Envision Schools’ mission is to transform the lives of students – especially those who will be the first in their families to graduate from college – by preparing them for success in college, career, and life. We accomplish our mission through our Portfolio Defense assessment model, which authentically measures the most important things students need in order to succeed in college and career. Portfolio Defense gives students the academic, social-emotional and leadership skills they need to get into college and persist. One of the biggest problems facing underserved students is educational inequity. Because of this inequity, poor students are far less likely to receive an education that will transform their life trajectory. We know that only 1 out of 10 low-income students earns a 4-year college degree by their mid-twenties, significantly limiting their income potential for their entire lives.

The signature practice of every Envision school is the Portfolio Defense. In 8th, 10th and 12th grades, every Envision student stands before a panel of teachers, peers, family and friends, and delivers a comprehensive presentation that demonstrates how and why they are ready for the next academic challenge. Every defense is both an authentic academic assessment and a celebration of what students have accomplished. The essential outcome of the model, above and beyond rigorous academic preparation, is the agency our students can develop: they graduate ready to take charge of their educational future and advocate for themselves on the path to receiving a college degree.

We also know that our model is not yet building that agency for enough of our students. It is transformative for some, but not yet for all and not consistently for the most marginalized. We know that in order to truly serve our black and brown students, we must find ways to center their experiences and eliminate racist structures within our system, so that all students have access to transformative learning experiences.

Last year, Envision Academy (EA), our Oakland California school’s 11th and 12th grade teachers observed that too many student defense presentations felt like pro forma exercises, lacking authentic student engagement and falling short of the potential of Portfolio Defense. They could see that the Defense — a model designed to empower students — was not working for enough of their students. EA teachers hypothesized that students would be far more engaged and their agency would increase if their identities as learners were more central and if the Defense process were more inclusive and culturally responsive. We hypothesize that with these improvements, students will be better prepared for college, less likely to confront imposter syndrome, and more likely to persist until they earn a degree.

As a result of the EA teachers’ inquiry, in 2018-19 Envision Academy changed the driving question of the Defense to one that asks each student to describe who they were, are, and want to be as a scholar, the kind of person they want to be, and the role of education in shaping their identity. The teachers also found ways for students to bring more of their culture and community into the process, including giving their presentations in their native language. As a result of these changes, other aspects of model changed as well: the senior Advisory curriculum shifted to focus on the Identity Statement, with significant time dedicated to writing and revising; new strategies were put in place to align the Identity Statement with each students’ portfolio of academic artifacts; teachers developed tighter frameworks for assessing projects and calibrated with each other to ensure consistency. These changes led to stronger, more personal defense presentations, richer connections to academic content, and clearer reflections from students about their identities, their goals for the future, and their awareness about their areas of growth.

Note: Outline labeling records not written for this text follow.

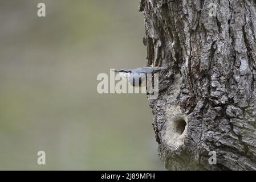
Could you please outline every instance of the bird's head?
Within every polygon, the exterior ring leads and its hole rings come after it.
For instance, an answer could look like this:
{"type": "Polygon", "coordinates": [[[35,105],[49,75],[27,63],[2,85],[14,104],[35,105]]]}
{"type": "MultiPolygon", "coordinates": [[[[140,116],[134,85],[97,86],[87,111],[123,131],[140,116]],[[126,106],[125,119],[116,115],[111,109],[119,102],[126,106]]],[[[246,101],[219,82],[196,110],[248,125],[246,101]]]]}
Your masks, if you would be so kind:
{"type": "Polygon", "coordinates": [[[132,71],[129,69],[122,69],[119,71],[115,70],[115,72],[117,73],[120,77],[128,79],[132,71]]]}

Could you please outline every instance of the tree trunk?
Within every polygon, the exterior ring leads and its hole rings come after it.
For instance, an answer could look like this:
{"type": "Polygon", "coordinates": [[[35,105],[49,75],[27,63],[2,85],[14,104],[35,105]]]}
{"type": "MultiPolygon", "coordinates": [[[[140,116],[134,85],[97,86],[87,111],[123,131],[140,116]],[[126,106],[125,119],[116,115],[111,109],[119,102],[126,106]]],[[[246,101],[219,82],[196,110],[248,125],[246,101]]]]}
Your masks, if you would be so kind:
{"type": "Polygon", "coordinates": [[[169,68],[149,102],[165,168],[255,170],[256,1],[141,0],[139,9],[147,65],[169,68]]]}

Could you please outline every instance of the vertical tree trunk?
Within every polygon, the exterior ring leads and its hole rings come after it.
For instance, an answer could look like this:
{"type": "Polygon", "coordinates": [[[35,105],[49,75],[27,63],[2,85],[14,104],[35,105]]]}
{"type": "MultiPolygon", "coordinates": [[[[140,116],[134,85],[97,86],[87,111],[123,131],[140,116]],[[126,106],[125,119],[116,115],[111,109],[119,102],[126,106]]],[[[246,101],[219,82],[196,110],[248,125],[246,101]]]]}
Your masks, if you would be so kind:
{"type": "Polygon", "coordinates": [[[256,1],[141,0],[139,9],[148,65],[169,68],[149,103],[165,168],[255,170],[256,1]]]}

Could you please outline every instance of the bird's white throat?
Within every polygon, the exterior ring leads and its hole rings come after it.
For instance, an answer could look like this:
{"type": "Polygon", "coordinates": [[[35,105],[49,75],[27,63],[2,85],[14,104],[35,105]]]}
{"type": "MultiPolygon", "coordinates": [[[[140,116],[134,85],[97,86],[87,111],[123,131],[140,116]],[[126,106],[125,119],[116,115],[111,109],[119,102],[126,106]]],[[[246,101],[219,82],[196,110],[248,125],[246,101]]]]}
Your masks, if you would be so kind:
{"type": "Polygon", "coordinates": [[[128,80],[130,76],[130,73],[121,72],[121,73],[119,73],[118,74],[119,75],[119,76],[121,77],[124,78],[124,79],[126,79],[126,80],[128,80]]]}

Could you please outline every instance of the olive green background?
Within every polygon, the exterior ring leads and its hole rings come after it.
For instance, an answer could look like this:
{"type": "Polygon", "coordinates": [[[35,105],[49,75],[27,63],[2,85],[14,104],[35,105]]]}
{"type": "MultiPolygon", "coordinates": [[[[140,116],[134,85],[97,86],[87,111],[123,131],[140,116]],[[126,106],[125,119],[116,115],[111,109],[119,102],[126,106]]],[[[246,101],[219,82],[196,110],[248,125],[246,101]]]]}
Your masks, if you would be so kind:
{"type": "Polygon", "coordinates": [[[96,90],[99,73],[145,65],[138,6],[0,0],[0,169],[163,169],[147,96],[96,90]]]}

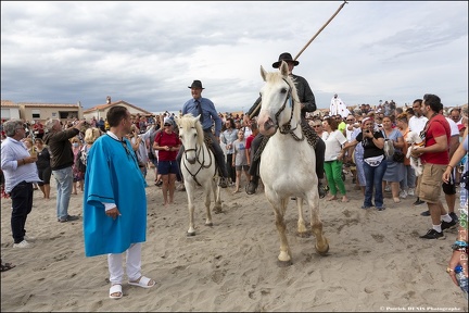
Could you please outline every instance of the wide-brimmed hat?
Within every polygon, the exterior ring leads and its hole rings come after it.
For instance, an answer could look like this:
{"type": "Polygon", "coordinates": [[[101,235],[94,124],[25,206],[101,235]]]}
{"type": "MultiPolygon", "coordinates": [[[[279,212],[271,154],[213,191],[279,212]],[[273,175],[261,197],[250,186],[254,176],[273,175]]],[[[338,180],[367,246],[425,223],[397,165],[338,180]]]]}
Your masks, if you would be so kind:
{"type": "Polygon", "coordinates": [[[281,61],[290,61],[290,62],[293,62],[293,65],[294,65],[294,66],[296,66],[297,64],[300,64],[299,61],[293,61],[293,58],[291,57],[290,53],[288,53],[288,52],[283,52],[282,54],[279,55],[279,61],[272,63],[272,67],[274,67],[274,68],[278,68],[278,67],[280,66],[280,64],[281,64],[281,61]]]}
{"type": "Polygon", "coordinates": [[[189,86],[188,88],[190,88],[190,89],[192,89],[192,88],[205,89],[202,87],[202,82],[200,82],[200,80],[192,82],[192,85],[189,86]]]}

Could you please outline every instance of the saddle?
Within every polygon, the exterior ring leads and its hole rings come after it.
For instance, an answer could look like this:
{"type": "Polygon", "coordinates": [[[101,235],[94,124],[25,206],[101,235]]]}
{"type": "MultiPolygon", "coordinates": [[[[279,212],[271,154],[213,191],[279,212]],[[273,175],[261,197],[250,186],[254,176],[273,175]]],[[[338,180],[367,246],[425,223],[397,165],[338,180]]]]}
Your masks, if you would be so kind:
{"type": "MultiPolygon", "coordinates": [[[[316,145],[319,136],[316,134],[316,132],[313,128],[310,128],[310,126],[303,118],[301,120],[301,126],[302,126],[302,133],[306,137],[306,141],[309,143],[310,147],[313,147],[313,149],[316,150],[316,145]]],[[[254,154],[253,161],[257,161],[261,158],[261,154],[264,151],[264,148],[266,147],[269,138],[270,137],[264,136],[257,151],[254,154]]]]}

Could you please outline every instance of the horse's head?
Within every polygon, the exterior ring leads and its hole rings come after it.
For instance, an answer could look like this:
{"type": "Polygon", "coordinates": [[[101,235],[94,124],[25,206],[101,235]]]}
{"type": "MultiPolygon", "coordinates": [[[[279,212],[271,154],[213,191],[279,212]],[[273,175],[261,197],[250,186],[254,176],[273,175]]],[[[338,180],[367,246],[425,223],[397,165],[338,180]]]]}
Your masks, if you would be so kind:
{"type": "Polygon", "coordinates": [[[261,134],[272,136],[279,127],[290,129],[292,122],[300,122],[300,108],[294,110],[300,101],[286,62],[282,62],[279,72],[268,73],[261,65],[261,76],[266,84],[261,89],[257,125],[261,134]]]}
{"type": "Polygon", "coordinates": [[[185,159],[190,164],[195,163],[197,150],[202,147],[204,140],[199,120],[200,115],[194,117],[192,114],[186,114],[176,122],[179,127],[179,138],[185,147],[185,159]]]}

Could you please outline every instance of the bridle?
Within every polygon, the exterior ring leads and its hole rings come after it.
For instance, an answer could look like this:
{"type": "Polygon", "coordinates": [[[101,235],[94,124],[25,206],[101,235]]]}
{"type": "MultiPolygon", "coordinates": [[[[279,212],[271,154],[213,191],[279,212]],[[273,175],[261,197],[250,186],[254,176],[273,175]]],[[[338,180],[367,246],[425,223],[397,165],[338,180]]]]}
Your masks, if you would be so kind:
{"type": "MultiPolygon", "coordinates": [[[[205,143],[202,143],[205,145],[205,143]]],[[[202,168],[208,168],[210,166],[212,166],[212,153],[208,150],[208,147],[206,147],[206,151],[208,154],[208,163],[205,164],[205,150],[203,149],[203,146],[199,146],[198,143],[195,143],[195,148],[193,149],[185,149],[185,151],[182,152],[182,156],[186,159],[187,161],[187,152],[191,152],[194,151],[195,152],[195,162],[200,165],[199,168],[197,170],[195,173],[192,173],[188,166],[186,165],[186,162],[182,162],[182,164],[185,165],[186,170],[188,171],[188,173],[192,176],[192,179],[194,179],[194,181],[199,185],[202,186],[199,180],[195,178],[195,176],[199,174],[200,171],[202,171],[202,168]],[[200,161],[200,156],[202,154],[202,162],[200,161]]],[[[189,162],[189,161],[187,161],[189,162]]],[[[216,171],[215,171],[216,172],[216,171]]]]}
{"type": "Polygon", "coordinates": [[[291,108],[290,120],[286,124],[279,126],[279,132],[282,135],[290,134],[293,137],[293,139],[295,139],[296,141],[303,141],[305,139],[303,133],[302,133],[302,138],[297,137],[296,134],[293,133],[297,128],[300,123],[297,122],[297,124],[294,128],[292,128],[292,125],[291,125],[291,121],[293,118],[293,111],[294,111],[294,105],[293,105],[294,101],[293,101],[293,97],[292,97],[292,89],[293,88],[290,86],[290,84],[287,82],[286,78],[282,77],[282,79],[289,86],[289,91],[287,93],[287,98],[283,101],[282,107],[280,107],[279,111],[277,111],[277,113],[275,114],[276,123],[277,123],[277,125],[279,125],[279,116],[283,112],[283,110],[287,108],[287,102],[289,102],[289,105],[291,108]]]}

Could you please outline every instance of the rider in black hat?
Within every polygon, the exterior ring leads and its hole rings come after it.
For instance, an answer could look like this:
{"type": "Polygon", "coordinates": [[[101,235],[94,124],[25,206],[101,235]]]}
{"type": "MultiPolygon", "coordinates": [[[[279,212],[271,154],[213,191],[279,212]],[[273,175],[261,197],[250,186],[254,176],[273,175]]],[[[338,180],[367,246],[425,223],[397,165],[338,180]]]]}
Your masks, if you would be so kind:
{"type": "MultiPolygon", "coordinates": [[[[295,87],[297,91],[299,99],[301,101],[301,117],[302,117],[302,127],[309,128],[308,133],[313,134],[314,141],[316,142],[315,151],[316,151],[316,175],[319,179],[319,197],[324,198],[327,195],[327,187],[322,185],[321,179],[324,178],[324,160],[325,160],[325,151],[326,151],[326,145],[322,141],[322,139],[317,136],[316,132],[308,125],[306,121],[306,112],[314,112],[316,111],[316,100],[314,97],[314,93],[312,89],[309,88],[309,84],[307,80],[301,76],[293,75],[292,71],[293,67],[299,65],[300,62],[296,60],[293,60],[292,55],[288,52],[281,53],[279,55],[279,59],[277,62],[272,63],[274,68],[279,68],[281,62],[287,62],[289,65],[289,72],[290,75],[293,78],[293,82],[295,82],[295,87]]],[[[244,122],[249,123],[250,118],[253,116],[258,115],[258,111],[261,105],[261,97],[257,98],[257,100],[254,102],[254,104],[251,107],[251,109],[248,111],[248,113],[244,115],[244,122]],[[258,108],[257,108],[258,107],[258,108]]],[[[256,153],[261,142],[263,141],[264,135],[261,133],[257,134],[257,136],[254,138],[254,140],[251,143],[251,152],[252,156],[256,153]]],[[[245,190],[248,195],[253,195],[256,191],[257,185],[258,185],[258,165],[261,162],[261,158],[257,160],[254,160],[254,158],[251,158],[251,166],[250,166],[250,175],[251,175],[251,181],[246,186],[245,190]]]]}

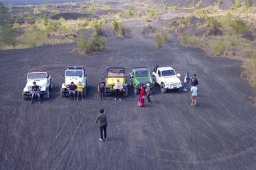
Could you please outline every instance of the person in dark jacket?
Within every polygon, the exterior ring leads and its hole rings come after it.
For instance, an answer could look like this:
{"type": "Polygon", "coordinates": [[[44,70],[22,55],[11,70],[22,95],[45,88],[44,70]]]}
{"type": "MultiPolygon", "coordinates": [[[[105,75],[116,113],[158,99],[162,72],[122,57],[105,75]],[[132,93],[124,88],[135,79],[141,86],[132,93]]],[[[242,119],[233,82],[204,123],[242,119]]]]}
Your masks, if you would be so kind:
{"type": "Polygon", "coordinates": [[[104,110],[100,110],[100,114],[97,116],[95,123],[98,121],[100,122],[100,141],[104,141],[107,140],[107,115],[103,114],[104,110]],[[104,131],[104,139],[103,139],[103,131],[104,131]]]}

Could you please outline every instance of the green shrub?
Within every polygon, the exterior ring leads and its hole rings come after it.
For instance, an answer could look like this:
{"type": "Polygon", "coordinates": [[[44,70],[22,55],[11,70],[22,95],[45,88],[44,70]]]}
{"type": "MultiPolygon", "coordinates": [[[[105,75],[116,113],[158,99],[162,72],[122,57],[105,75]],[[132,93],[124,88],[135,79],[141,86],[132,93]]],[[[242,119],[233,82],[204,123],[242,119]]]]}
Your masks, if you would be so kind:
{"type": "Polygon", "coordinates": [[[129,6],[127,10],[124,11],[124,13],[126,15],[129,15],[129,16],[134,16],[136,13],[136,11],[134,10],[134,7],[130,6],[129,6]]]}
{"type": "Polygon", "coordinates": [[[125,28],[124,27],[124,26],[119,23],[117,21],[114,20],[112,22],[112,26],[114,28],[114,32],[116,32],[116,33],[119,35],[119,36],[125,36],[125,28]]]}
{"type": "Polygon", "coordinates": [[[161,36],[156,36],[155,43],[157,49],[163,48],[163,39],[161,36]]]}
{"type": "Polygon", "coordinates": [[[252,6],[252,1],[251,0],[247,0],[245,6],[245,8],[247,8],[251,7],[252,6]]]}
{"type": "Polygon", "coordinates": [[[227,47],[227,44],[224,41],[219,41],[215,45],[213,46],[213,53],[214,55],[223,55],[225,49],[227,47]]]}
{"type": "Polygon", "coordinates": [[[245,23],[241,19],[237,19],[233,22],[230,22],[230,27],[233,29],[236,33],[243,34],[247,32],[248,28],[245,23]]]}
{"type": "Polygon", "coordinates": [[[242,6],[242,0],[235,0],[235,7],[240,8],[242,6]]]}

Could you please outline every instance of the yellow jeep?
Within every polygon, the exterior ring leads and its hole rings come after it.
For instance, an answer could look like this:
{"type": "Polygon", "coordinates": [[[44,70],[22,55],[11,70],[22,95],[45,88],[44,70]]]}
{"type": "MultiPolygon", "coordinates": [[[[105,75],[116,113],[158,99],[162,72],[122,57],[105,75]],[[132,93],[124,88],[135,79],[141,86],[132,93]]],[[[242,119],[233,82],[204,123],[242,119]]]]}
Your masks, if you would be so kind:
{"type": "Polygon", "coordinates": [[[109,67],[106,72],[105,94],[108,96],[110,94],[114,93],[114,86],[117,81],[117,79],[119,79],[124,89],[123,96],[126,97],[128,96],[128,84],[127,84],[124,68],[109,67]]]}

The improvements we have piloted at EA have already had a strong, positive impact on students. In the words of one graduate: “I was able to express more about myself and my passions in my defense presentation, especially where we explained who we are, who we used to be, and who we want to be. That was very powerful because the presentation wasn’t just academic but also about the student and their goals; it felt more authentic.” Teachers also noticed important changes: “I’ve always thought Portfolio Defense was amazing, but last year was just incredible. The new process really put our students at the center. It was rewarding to see them, in the 2019 presentations, be more engaged and invested; presentations were more personal, and so many more of them presented like scholars. That’s how I know these changes have made a huge difference.”

Anecdotally, these quotes represent what we know is possible: with a more student-centered Portfolio Defense system, our students will be more invested in their education, they will actively develop a scholar-warrior identity, and they will be more prepared to meet the challenges of college and persist through them. With a college degree, they will be positioned to change the economic trajectory of their lives. As these students gain financial autonomy, they can break the cycle of generational poverty, positively impacting the individual student, their families, and their communities more broadly.